Question

When a mass \(m\) is suspended from a spring of length \(\ell\), the length of the spring becomes \(L\). The mass is pulled down by a distance \(d\) and released. If the equation of motion of the mass is \( \frac{d^2x}{dt^2} + Px = 0 \), then \(P\) is equal to ( \(g\) = acceleration due to gravity )

• A. \( \dfrac{L-\ell}{g} \)
• B. \( \dfrac{g}{L-\ell} \)
• C. \( \sqrt{\dfrac{g}{L-\ell}} \)
• D. \( \sqrt{\dfrac{L-\ell}{g}} \)

Hint:

In spring–mass systems, always use the static equilibrium condition first to find the spring constant.

Answer 1

The Correct Option is C

Step 1: Extension of the spring.
The extension produced in the spring is \[ x = L - \ell. \]
Step 2: Using equilibrium condition.
At equilibrium, \[ mg = k(L - \ell), \] where \(k\) is the spring constant.

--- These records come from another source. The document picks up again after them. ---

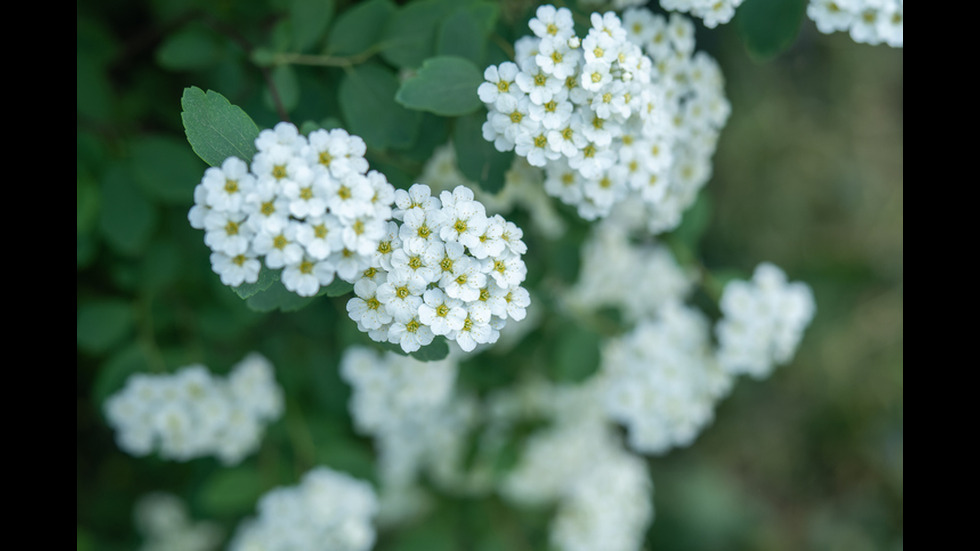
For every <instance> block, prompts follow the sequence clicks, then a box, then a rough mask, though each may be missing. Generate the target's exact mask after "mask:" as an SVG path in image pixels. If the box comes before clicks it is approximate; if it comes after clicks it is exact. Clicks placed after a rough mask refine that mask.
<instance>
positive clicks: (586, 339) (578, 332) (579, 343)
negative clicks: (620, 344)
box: [551, 323, 601, 383]
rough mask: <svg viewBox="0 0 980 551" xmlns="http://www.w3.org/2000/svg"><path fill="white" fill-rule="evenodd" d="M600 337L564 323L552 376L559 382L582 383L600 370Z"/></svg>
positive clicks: (587, 331)
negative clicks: (588, 377)
mask: <svg viewBox="0 0 980 551" xmlns="http://www.w3.org/2000/svg"><path fill="white" fill-rule="evenodd" d="M600 344H601V339H600V337H599V335H598V334H597V333H595V332H593V331H589V330H588V329H586V328H584V327H581V326H579V325H577V324H574V323H564V324H562V325H561V331H560V333H559V335H558V342H557V346H556V349H555V350H554V356H553V357H554V364H553V365H552V367H551V376H552V378H553V379H554V380H555V381H559V382H574V383H577V382H581V381H584V380H585V379H587V378H588V377H589V376H591V375H592V374H593V373H595V372H596V370H597V369H598V368H599V360H600V353H599V349H600Z"/></svg>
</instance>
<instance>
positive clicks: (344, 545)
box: [229, 467, 378, 551]
mask: <svg viewBox="0 0 980 551" xmlns="http://www.w3.org/2000/svg"><path fill="white" fill-rule="evenodd" d="M377 510H378V500H377V497H376V496H375V493H374V490H373V489H372V488H371V486H370V484H368V483H366V482H363V481H361V480H358V479H356V478H353V477H351V476H350V475H348V474H345V473H341V472H337V471H334V470H331V469H328V468H326V467H317V468H315V469H313V470H311V471H309V472H307V473H306V475H304V476H303V480H302V481H301V482H300V484H299V485H298V486H292V487H283V488H276V489H273V490H271V491H269V492H268V493H266V494H265V495H263V496H262V497H261V498H260V499H259V503H258V512H259V515H258V518H253V519H249V520H246V521H245V522H243V523H242V524H241V525H240V526H239V527H238V531H237V532H236V534H235V537H234V539H233V540H232V542H231V544H230V545H229V549H230V550H231V551H250V550H254V549H263V550H265V551H287V550H294V549H329V550H330V551H367V550H368V549H371V548H372V547H373V546H374V540H375V538H376V534H375V529H374V524H373V519H374V516H375V515H376V514H377Z"/></svg>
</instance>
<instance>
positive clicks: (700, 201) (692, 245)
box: [671, 192, 712, 254]
mask: <svg viewBox="0 0 980 551" xmlns="http://www.w3.org/2000/svg"><path fill="white" fill-rule="evenodd" d="M711 210H712V207H711V199H710V198H709V197H708V194H707V193H705V192H701V193H700V194H698V198H697V200H695V201H694V204H693V205H691V207H690V208H689V209H687V212H685V213H684V218H683V219H681V224H680V226H678V227H677V228H676V229H675V230H674V231H673V232H671V236H672V237H674V238H676V239H678V240H679V241H680V242H681V243H683V244H684V246H686V247H687V248H688V249H689V250H690V252H691V253H695V254H696V253H697V251H698V249H699V244H700V242H701V237H702V236H703V235H704V232H705V231H706V230H707V229H708V225H709V224H710V223H711Z"/></svg>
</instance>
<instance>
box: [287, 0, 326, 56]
mask: <svg viewBox="0 0 980 551" xmlns="http://www.w3.org/2000/svg"><path fill="white" fill-rule="evenodd" d="M333 9H334V0H292V2H290V4H289V21H290V22H291V23H292V25H293V46H295V48H296V49H297V50H299V51H303V50H306V49H308V48H310V47H312V46H313V45H314V44H316V42H317V40H318V39H320V38H321V37H322V36H323V33H324V31H326V30H327V25H329V24H330V19H331V18H332V17H333Z"/></svg>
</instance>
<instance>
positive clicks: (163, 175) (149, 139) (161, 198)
mask: <svg viewBox="0 0 980 551" xmlns="http://www.w3.org/2000/svg"><path fill="white" fill-rule="evenodd" d="M130 170H131V172H132V174H133V177H134V178H135V179H136V183H137V184H139V185H140V188H141V189H143V191H145V192H146V193H147V194H148V195H150V196H152V197H154V198H156V199H159V200H161V201H163V202H165V203H170V204H174V205H190V204H192V203H193V202H194V187H195V186H197V184H198V182H200V181H201V177H202V176H203V175H204V167H202V166H201V162H200V161H199V160H198V159H197V158H195V157H194V155H193V154H192V153H191V152H190V151H188V150H187V146H186V145H184V144H183V142H180V141H178V140H175V139H173V138H170V137H165V136H146V137H142V138H139V139H138V140H137V141H136V142H135V143H134V144H133V150H132V162H131V164H130Z"/></svg>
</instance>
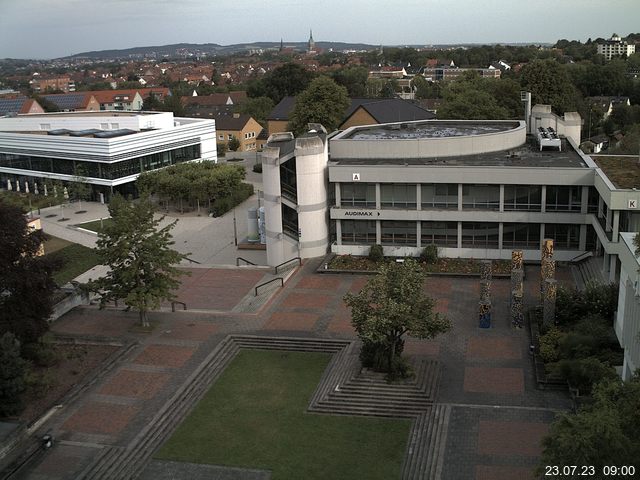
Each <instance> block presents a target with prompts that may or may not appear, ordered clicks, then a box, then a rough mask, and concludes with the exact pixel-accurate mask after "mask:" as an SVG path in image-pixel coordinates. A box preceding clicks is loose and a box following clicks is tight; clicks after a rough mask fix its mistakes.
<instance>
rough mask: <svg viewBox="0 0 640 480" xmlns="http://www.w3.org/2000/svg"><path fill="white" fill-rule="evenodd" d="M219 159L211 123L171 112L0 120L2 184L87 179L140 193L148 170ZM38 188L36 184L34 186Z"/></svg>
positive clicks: (112, 186) (131, 191) (92, 180)
mask: <svg viewBox="0 0 640 480" xmlns="http://www.w3.org/2000/svg"><path fill="white" fill-rule="evenodd" d="M201 160H208V161H213V162H216V161H217V153H216V130H215V122H214V121H212V120H204V119H192V118H174V116H173V114H172V113H170V112H116V111H104V112H103V111H100V112H66V113H46V114H34V115H19V116H14V117H3V118H0V185H2V186H6V185H7V181H12V182H14V181H18V182H20V183H24V182H29V183H39V184H41V187H40V190H41V191H42V183H44V182H45V180H47V179H49V180H58V181H62V182H69V181H74V178H77V176H78V175H80V174H81V175H82V176H83V177H85V178H86V179H87V181H88V183H89V184H91V185H92V187H93V193H94V195H95V197H96V198H97V196H98V193H102V194H104V195H105V197H107V198H108V197H109V196H110V195H111V194H112V193H113V192H114V191H118V192H120V193H122V194H134V193H135V187H134V181H135V180H136V178H138V176H139V175H140V173H141V172H144V171H149V170H155V169H158V168H162V167H166V166H169V165H173V164H176V163H181V162H189V161H201ZM31 188H32V189H33V188H34V186H33V185H32V186H31Z"/></svg>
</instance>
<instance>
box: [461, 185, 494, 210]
mask: <svg viewBox="0 0 640 480" xmlns="http://www.w3.org/2000/svg"><path fill="white" fill-rule="evenodd" d="M462 209H463V210H499V209H500V186H499V185H463V186H462Z"/></svg>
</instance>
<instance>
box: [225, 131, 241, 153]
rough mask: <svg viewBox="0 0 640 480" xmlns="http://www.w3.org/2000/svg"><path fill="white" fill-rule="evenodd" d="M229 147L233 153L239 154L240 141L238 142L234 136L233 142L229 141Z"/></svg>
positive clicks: (233, 137)
mask: <svg viewBox="0 0 640 480" xmlns="http://www.w3.org/2000/svg"><path fill="white" fill-rule="evenodd" d="M227 146H228V147H229V150H231V151H232V152H237V151H238V149H239V148H240V140H238V138H237V137H236V136H235V135H234V136H233V137H231V140H229V143H227Z"/></svg>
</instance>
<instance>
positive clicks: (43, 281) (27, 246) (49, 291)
mask: <svg viewBox="0 0 640 480" xmlns="http://www.w3.org/2000/svg"><path fill="white" fill-rule="evenodd" d="M44 240H45V234H44V232H42V230H34V231H29V228H28V226H27V220H26V218H25V216H24V213H23V212H22V210H21V209H20V208H19V207H16V206H14V205H10V204H8V203H7V202H6V201H5V200H3V199H1V198H0V252H2V255H0V292H2V294H1V295H0V335H3V334H4V333H6V332H11V333H13V334H14V335H15V336H16V338H17V339H18V340H19V341H20V344H21V345H22V346H23V347H24V346H25V345H27V344H30V343H35V342H37V341H38V339H39V338H40V337H41V336H42V335H43V334H44V333H45V332H46V331H47V330H48V328H49V324H48V323H47V319H48V318H49V315H50V314H51V311H52V305H53V302H52V296H53V292H54V290H55V288H56V286H55V283H54V281H53V278H52V274H53V271H54V270H55V268H56V267H57V266H58V265H57V264H56V263H55V261H53V260H51V259H50V258H47V257H41V256H37V253H38V251H39V250H40V246H41V245H42V242H43V241H44Z"/></svg>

Hence, \[ k = \frac{mg}{L - \ell}. \]
Step 3: Equation of motion.
For simple harmonic motion, \[ \frac{d^2x}{dt^2} + \frac{k}{m}x = 0. \] Comparing with the given equation, \[ P = \frac{k}{m} = \frac{g}{L - \ell}. \]
Step 4: Conclusion.
Thus, the value of \(P\) is \( \sqrt{\dfrac{g}{L-\ell}} \).